Although we eat and breathe the world, until we enable metaphors, so as to achieve
a magnitude of meaning, it seems as though the nonhuman remains indifferent to us. The Chumash "seem to have lived surrounded by metaphors that made the world no less real; as when ethnographer J.P. Harrington reported "that his informant, María Solares, has seen

'rocks in the mountains that are the exact shape of human arms and hands: they are the remains of people who died in the flood'"

In the sacred rites of the Pueblo Indians, the dancers become identified with the spirits whose "masks of infinite possibility" they wear. In Western societies, the masks we wear are the gods we unconsciously face.

In a recent dream—

There is a set of large blank white cards lying face down on a table.
Each has something written on its hidden side. I must choose one.
On the one I turn over is printed: TRANSFORMATION.

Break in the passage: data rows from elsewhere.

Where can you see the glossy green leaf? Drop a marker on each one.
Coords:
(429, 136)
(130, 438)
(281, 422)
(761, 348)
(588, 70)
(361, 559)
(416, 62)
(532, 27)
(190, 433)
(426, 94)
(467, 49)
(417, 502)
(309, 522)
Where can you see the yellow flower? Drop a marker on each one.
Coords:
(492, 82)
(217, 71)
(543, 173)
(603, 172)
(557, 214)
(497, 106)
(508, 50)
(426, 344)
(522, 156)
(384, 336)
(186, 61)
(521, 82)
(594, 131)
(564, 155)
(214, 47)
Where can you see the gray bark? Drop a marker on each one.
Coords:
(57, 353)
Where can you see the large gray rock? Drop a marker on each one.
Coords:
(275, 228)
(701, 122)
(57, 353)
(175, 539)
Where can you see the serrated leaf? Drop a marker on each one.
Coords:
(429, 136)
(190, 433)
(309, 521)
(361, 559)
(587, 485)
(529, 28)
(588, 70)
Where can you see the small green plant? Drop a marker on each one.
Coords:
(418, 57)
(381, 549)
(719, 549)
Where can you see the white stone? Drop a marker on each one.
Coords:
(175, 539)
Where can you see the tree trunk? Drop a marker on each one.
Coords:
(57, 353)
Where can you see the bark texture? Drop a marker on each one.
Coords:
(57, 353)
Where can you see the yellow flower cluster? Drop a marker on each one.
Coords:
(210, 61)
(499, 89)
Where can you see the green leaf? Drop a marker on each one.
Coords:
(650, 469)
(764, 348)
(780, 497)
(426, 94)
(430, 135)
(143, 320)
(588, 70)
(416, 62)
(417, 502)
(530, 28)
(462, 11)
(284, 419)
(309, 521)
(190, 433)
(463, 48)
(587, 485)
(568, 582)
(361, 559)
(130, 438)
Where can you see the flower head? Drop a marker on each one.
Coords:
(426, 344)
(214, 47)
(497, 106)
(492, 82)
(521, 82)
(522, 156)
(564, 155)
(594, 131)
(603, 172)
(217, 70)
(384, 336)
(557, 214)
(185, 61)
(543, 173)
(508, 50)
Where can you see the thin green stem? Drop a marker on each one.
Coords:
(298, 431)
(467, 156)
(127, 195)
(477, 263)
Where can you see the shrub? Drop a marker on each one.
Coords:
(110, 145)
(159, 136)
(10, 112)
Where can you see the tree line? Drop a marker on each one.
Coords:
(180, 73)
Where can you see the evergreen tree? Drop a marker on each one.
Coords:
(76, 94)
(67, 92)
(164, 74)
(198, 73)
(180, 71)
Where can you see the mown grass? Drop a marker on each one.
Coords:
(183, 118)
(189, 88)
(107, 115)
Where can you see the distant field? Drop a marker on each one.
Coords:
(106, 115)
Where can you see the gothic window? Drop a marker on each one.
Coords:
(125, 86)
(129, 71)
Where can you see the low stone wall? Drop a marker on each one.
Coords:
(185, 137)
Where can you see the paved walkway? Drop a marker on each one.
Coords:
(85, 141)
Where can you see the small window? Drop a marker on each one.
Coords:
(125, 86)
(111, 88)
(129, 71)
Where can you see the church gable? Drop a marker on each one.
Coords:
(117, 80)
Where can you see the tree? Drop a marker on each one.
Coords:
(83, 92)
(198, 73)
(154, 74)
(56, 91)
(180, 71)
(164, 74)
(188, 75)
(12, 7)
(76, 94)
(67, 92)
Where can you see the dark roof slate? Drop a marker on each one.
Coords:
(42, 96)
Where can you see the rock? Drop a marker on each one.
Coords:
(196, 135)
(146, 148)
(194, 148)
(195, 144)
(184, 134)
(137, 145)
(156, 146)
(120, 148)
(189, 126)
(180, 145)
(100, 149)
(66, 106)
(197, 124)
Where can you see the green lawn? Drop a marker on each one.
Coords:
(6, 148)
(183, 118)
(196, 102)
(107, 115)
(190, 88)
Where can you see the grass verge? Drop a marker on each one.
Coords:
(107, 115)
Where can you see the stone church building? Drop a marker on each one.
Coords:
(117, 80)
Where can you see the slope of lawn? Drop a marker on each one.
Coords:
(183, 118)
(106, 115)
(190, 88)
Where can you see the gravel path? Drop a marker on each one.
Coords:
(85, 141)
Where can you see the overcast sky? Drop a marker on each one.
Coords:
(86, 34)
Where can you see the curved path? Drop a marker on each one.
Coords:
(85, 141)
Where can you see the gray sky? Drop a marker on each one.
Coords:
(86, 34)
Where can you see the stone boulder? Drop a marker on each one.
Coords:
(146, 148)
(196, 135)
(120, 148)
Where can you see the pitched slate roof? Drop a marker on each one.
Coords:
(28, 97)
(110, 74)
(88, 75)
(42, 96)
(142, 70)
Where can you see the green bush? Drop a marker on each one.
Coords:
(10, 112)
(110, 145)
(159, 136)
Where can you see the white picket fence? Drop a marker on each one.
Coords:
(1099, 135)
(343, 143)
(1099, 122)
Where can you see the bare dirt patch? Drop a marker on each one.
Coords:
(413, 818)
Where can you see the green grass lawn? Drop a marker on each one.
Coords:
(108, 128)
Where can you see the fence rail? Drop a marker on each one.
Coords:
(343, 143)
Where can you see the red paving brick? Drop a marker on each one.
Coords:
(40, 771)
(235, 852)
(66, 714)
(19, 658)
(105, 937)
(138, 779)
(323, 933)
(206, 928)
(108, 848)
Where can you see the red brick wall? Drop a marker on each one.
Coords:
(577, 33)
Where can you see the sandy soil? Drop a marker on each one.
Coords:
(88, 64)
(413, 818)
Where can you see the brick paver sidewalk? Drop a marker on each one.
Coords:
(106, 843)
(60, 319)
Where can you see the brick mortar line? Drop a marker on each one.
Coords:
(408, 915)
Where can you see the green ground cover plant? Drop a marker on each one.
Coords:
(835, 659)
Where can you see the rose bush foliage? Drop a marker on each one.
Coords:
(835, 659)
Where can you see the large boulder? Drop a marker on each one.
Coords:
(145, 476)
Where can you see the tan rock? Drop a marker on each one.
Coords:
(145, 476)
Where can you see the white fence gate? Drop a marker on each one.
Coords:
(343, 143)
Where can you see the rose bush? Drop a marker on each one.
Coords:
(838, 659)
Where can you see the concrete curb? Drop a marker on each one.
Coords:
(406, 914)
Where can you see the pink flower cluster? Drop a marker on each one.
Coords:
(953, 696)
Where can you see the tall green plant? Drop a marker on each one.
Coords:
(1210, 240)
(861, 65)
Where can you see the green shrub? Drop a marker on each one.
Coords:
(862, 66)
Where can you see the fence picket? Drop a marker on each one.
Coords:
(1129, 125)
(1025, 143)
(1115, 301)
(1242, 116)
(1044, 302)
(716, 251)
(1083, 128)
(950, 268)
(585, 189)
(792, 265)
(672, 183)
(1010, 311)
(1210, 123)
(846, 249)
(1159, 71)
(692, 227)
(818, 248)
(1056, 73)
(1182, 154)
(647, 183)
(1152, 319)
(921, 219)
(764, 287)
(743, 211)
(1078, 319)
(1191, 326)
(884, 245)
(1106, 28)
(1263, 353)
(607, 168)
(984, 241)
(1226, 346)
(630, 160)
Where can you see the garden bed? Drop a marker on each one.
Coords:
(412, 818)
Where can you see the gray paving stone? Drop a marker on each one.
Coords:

The Transformation Mask donned from Ancient Greece to the Kwakiutl of Canada heals the rift between life and death, sentient and non-sentient being. Behind this mask, I remembered that when my 95 year old grandmother died in another state from her intended cemetery, her family had to cremate her (against her wishes to be buried) in order to transport her body home....I was in despair at that time, for multiple reasons, what's hidden is seen as a shadow
that cannot fathom its own darkness.

One evening—
When all is purple in the universe,
Then the rocks will launch again their mad trajectories.